沈鲤追单手捏着那根名叫七叶一枝花的草,几乎是百无聊赖地等待战事结束。
因为毫无悬念。
以穆成礼那个性子,就算把玉玺按他手里,他都得把自己手砍下来。
绝无可能谋逆,更不可能与黑蛮联手谋逆。穆家虽然聪明人少,可也不蠢啊,黑蛮什么斤两?连个白蛮都摆不平,还敢肖想中原御座?
倒是砂蓝那女人,真真假假让人分不清楚。
自己传她死讯是假,白蛮部传出来的也未必是真。这世上哪有那么巧的事,都想让她“死”的时候就死了?砂蓝若是半点后手都没有,如何镇守白部十余年。

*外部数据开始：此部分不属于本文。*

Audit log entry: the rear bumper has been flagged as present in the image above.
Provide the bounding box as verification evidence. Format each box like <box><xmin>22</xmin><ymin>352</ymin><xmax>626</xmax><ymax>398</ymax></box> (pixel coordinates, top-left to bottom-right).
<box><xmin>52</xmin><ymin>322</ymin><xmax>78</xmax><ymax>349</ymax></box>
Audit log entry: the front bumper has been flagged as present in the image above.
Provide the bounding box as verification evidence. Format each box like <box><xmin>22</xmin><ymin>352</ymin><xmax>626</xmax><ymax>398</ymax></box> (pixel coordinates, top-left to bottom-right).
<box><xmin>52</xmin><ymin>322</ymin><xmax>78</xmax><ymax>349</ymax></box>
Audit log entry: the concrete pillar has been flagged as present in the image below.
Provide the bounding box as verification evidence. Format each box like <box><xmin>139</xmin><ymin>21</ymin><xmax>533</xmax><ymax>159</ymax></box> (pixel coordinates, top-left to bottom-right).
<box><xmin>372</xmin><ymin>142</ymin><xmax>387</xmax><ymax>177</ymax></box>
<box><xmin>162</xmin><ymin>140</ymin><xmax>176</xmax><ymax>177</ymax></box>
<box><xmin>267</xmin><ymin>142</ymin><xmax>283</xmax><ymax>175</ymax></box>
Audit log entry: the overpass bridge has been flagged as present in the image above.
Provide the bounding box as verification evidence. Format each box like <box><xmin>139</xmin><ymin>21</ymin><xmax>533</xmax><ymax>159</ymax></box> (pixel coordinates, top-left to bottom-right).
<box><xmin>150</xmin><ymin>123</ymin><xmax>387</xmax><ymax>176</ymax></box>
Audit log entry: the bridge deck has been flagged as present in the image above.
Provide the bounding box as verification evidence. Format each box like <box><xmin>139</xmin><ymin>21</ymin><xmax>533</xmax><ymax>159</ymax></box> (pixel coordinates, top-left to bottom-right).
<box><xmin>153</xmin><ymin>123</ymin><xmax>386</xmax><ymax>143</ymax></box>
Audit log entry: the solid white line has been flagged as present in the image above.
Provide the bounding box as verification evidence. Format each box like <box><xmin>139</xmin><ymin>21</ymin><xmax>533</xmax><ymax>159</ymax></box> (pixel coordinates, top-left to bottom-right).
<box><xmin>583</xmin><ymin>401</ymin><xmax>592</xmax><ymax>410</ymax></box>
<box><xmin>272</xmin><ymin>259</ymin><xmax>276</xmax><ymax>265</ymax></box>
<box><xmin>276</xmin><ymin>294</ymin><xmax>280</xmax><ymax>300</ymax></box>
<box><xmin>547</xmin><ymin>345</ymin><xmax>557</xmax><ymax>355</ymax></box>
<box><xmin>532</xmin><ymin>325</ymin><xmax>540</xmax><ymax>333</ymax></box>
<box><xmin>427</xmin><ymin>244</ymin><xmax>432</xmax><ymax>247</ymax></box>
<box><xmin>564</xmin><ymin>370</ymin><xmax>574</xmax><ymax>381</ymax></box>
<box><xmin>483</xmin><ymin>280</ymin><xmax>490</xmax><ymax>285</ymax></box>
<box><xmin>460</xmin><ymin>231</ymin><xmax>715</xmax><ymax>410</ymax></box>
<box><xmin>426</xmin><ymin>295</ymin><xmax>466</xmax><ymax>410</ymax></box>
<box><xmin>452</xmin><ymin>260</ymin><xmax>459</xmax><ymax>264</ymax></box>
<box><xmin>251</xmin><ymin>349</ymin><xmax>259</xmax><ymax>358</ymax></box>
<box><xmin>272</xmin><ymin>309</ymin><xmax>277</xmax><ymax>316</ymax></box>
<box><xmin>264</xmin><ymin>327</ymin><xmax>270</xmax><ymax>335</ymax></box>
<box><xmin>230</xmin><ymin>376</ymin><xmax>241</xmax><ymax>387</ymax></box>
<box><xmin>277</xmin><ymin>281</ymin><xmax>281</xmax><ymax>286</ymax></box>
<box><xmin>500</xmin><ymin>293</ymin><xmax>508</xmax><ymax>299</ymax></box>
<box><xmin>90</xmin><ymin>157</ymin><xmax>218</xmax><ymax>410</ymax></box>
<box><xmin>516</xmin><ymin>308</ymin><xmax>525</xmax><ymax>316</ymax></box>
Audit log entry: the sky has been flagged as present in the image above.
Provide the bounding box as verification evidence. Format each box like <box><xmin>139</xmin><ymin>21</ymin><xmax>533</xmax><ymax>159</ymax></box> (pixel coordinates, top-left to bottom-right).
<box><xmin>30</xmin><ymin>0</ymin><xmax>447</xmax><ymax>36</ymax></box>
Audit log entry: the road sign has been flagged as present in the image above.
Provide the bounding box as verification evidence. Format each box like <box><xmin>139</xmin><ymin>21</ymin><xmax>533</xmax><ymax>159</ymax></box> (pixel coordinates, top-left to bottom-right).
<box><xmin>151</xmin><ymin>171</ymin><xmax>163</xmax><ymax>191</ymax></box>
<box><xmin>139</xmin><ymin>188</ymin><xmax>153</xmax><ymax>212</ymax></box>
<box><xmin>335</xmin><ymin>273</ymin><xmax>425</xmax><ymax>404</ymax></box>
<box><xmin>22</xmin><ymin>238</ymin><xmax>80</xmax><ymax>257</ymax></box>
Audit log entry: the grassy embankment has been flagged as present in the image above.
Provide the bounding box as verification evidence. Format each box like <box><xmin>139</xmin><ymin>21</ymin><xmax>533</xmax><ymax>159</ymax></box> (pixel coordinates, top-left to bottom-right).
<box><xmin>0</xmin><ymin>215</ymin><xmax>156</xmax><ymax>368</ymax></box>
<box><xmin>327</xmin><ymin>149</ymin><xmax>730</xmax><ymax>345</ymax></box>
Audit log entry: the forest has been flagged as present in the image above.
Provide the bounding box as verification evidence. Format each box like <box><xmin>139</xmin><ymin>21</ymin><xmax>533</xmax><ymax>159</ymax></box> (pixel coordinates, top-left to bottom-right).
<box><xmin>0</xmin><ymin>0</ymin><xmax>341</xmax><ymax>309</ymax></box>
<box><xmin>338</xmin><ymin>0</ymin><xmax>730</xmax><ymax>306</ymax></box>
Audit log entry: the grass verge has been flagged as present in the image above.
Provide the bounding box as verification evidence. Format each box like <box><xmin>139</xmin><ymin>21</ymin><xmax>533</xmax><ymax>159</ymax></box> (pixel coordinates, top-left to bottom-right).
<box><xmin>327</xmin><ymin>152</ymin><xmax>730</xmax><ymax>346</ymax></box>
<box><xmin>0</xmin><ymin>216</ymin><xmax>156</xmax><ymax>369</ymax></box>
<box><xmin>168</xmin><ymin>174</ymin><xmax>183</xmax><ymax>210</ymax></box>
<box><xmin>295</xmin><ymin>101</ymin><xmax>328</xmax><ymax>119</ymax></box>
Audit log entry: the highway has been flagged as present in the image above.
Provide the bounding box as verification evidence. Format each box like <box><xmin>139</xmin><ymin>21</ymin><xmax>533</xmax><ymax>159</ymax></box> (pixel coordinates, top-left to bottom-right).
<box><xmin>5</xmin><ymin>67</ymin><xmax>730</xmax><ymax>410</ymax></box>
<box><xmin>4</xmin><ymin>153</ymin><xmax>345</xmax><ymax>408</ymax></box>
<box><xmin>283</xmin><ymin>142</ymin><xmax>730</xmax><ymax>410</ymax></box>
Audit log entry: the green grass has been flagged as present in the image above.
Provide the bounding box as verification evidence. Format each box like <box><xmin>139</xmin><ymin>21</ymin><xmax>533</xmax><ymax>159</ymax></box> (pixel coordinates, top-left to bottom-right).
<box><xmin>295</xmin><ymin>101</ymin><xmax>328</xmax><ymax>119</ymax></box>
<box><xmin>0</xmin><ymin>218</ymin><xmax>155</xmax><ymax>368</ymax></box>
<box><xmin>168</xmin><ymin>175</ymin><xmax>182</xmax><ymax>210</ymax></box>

只有那个平平无奇的吕鹤迟,千里迢迢跑来西南,平白被卷入纷争。
穆成礼已到,这仗很快就打完。沈鲤追甚至已经做好准备,看吕小妹哭着背条尸体回来,埋到山上立块木牌,自己也就大发慈悲给她提个字,上书“吕氏女鹤迟,因倒霉透顶亡于此处”。
当白部陷入苦战之际,后方传来鼓声。
雁翅翎与本应“死去”的砂蓝皆被发跣足,兽血绘面,麻衣兽皮外罩骨甲,虎狼头颅为顶帽,亲手执锤。传音战鼓彼此相合,声震山谷,回响不绝。
“鬼主回魂,巫鬼亲临!”
砂蓝的脸上看不出一丝一毫病弱之态,身姿遒劲有力,击鼓不停。
“阿姐……这鼓声响了好久,她竟有如此耐力。”
连墓志铭都被人想好了的吕鹤迟,作为砂蓝随军医士也到了战场。正在营帐之中跟小妹一起倾听这鼓声,遥望着传来的方向。
吕遂愿未曾见过打仗,有些恐慌,又有些激动,心脏突突跳。吕鹤迟本想将她留在王庭,却又怕那边也不安全,便与煞罗枝商议送愿儿先回长山寨,被吕遂愿听见,一口回绝。